こんにちは、司法書士・ペット相続士の金城です。
オーストラリアは世界的に見ても動物福祉(アニマル・ウェルフェア)の意識が高い国の一つで、州レベルで様々な法律や規制が整備されています。
まず、オーストラリアでは、動物福祉の観点から、魚の処理をするに際し次のような「苦痛を伴う方法」は推奨されず、違反すると罰則が科される可能性があります。
①窒息死:魚を水から出して放置するのは非人道的とされる。
②生きたままの解体:魚が完全に死んでいない状態での解体は禁止。
魚に苦痛を与えないために、オーストラリアでは、漁業や養殖業での魚の扱いについて、次のような方法が用いられています。
①機械的打撃:魚の頭部(脳)を強く叩くことで即死させる方法。
②電気ショック:水中で電気を流し、一時的に意識を失わせた後、迅速に処理する。
③氷水での低温麻酔:氷水に魚を入れ、意識を失わせた後に処理する。
魚に関してのみならず、オーストラリアのいくつかの州では、甲殻類(カニ・エビ・ロブスターなど)を調理する前に「気絶させること」などが義務付けられています。
次のような方法です。
①冷却による気絶:甲殻類を氷水(0~4℃)に約30~60分間入れ、完全に動かなくなった後に、次の処理に進む。
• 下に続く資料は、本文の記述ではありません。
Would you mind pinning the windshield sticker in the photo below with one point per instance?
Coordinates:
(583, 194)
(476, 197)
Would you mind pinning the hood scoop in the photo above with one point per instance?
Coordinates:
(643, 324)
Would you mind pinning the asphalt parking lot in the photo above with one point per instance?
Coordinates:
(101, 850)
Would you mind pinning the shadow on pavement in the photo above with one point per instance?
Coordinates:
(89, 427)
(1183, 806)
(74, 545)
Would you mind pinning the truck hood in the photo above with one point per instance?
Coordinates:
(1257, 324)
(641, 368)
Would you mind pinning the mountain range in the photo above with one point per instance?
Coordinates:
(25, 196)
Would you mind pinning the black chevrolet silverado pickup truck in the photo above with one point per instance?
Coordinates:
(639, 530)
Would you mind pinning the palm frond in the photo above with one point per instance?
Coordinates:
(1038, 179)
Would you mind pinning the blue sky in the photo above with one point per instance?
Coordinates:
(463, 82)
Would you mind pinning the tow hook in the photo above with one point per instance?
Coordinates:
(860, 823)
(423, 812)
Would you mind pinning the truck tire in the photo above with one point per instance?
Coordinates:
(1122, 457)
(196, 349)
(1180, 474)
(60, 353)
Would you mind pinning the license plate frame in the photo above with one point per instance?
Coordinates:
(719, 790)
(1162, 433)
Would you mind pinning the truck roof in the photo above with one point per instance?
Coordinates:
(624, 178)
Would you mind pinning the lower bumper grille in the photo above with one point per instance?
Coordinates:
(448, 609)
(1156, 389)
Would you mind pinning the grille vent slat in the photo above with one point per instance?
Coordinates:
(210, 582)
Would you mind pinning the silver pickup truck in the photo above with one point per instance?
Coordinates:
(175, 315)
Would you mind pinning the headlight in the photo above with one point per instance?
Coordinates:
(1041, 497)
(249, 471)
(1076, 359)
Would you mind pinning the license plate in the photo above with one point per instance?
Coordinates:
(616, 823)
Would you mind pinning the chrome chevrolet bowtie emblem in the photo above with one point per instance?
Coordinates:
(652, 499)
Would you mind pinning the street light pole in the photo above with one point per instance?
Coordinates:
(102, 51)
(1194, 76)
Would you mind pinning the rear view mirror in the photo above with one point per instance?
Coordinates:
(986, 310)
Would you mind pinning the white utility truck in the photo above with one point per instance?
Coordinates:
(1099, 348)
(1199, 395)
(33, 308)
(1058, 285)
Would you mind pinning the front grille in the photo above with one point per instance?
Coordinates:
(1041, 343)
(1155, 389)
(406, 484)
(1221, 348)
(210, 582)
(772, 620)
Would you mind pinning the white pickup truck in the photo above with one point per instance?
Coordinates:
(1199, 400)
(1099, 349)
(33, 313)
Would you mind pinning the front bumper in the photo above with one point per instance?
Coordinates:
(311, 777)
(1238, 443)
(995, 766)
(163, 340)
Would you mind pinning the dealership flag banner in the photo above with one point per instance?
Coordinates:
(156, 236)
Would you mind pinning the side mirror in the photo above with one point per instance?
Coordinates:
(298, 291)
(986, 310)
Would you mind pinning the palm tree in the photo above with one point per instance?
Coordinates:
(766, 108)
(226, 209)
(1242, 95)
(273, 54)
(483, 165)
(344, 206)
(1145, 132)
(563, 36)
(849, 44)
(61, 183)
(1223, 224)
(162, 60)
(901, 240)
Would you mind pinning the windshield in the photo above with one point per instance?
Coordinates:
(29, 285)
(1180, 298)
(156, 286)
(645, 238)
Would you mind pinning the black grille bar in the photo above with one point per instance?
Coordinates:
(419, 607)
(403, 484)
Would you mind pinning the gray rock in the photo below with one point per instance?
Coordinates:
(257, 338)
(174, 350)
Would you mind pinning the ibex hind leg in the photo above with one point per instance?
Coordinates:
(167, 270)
②電気ショック:電気ショック装置を使い、即座に気絶させたあと次の処理に進む。
③即時脳破壊:甲殻類の頭部に鋭利な器具を刺して脳を破壊し、即死させる。
オーストラリアのニューサウスウェールズ州では、動物虐待防止法の対象動物に魚と甲殻類を含めています。
同州では、ロブスターの下半身を生きたまま切断して調理していたレストランが、その殺し方が動物虐待に当たるとして有罪判決を受けています。
オーストラリアでは動物福祉意識の高まりに伴い、ヴィーガン(完全菜食)を選択する人が増加しており、ヴィーガン向け食品市場の成長が著しく、多くのスーパーやレストランで対応商品が増えているとのことです。
以上が、動物福祉先進国の実情です。
一方で、動物福祉後進国である日本では、「活け造り」と称して、イセエビの頭と胴体を生きたまま分離して提供したり、生きたままの魚の刺身を提供することがありますが、動物福祉の意識があまりにも低いと言わざるを得ません。
「活け造り」などという食文化は野蛮そのものであることを、日本人の一人ひとりが自覚する必要があると思います。